On Wednesday afternoon, Nancy Pelosi and Chuck Schumer, the House and Senate Democratic leaders, announced that they’d reached a wide-ranging deal with Donald Trump to pass aid for Hurricane Harvey victims, raise the limit on the amount of money the U.S. can borrow, and keep the government funded through December 15, averting a shutdown that looms at the end of September. The agreement represents an extraordinary capitulation by Trump and a major humiliation for Paul Ryan and Mitch McConnell, but why is it such a massive victory for Democrats?
In a word, leverage—or more accurately, maintaining leverage. Right now, because the GOP is a non-functioning political party beholden to conservative radicals, it simply can’t pass critical must-pass legislation, like the spending bills that ensure the federal government keeps running. In order to keep the lights on, therefore, Republican leaders need votes from Democrats, meaning that Pelosi and Schumer hold a fat stack of bargaining chips despite being in the minority.
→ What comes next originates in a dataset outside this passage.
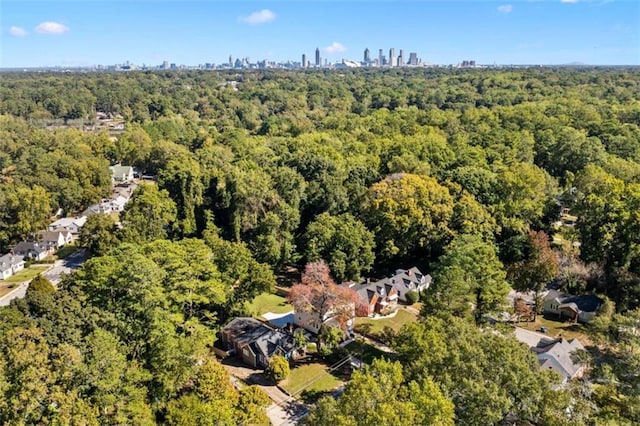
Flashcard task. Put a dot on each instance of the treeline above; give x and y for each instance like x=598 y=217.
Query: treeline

But had Trump not decided to cave (and who knows why he did, except perhaps to stick to it McConnell and Ryan), he could have forced Democrats to cash in some or even all of those chips in order to secure the billions that Texans need to recover from Harvey. Republicans could have, in other words, forced Democrats to accept a whole host of unpalatable conservative priorities in order to see Harvey aid passed, and even potentially made it look as though Democrats preferred to shut down the government rather than swallow the GOP’s poison pills.
Instead, Harvey victims will get the help they need and Republicans will still have to come begging Democrats for votes in December to once again up the debt limit and keep the government operating. What’s more, Democrats will also be able to use their leverage both to help protect DREAMers and obtain funding to stabilize Obamacare’s health insurance exchanges. Had they insisted on a fight now in the midst of hurricane recovery efforts (especially with another monster storm on the way), the optics would have been ugly.
But in December, with Christmas looming, it’ll just be an ordinary political fight. Given Trump’s volatility and his fealty to his white ethno-nationalist base, it can’t be overstated how difficult it will be to ensure a positive outcome for DREAMers. But Democrats have done everything in their power to maximize their position ahead of this battle, and remarkably, it’s one they might yet win.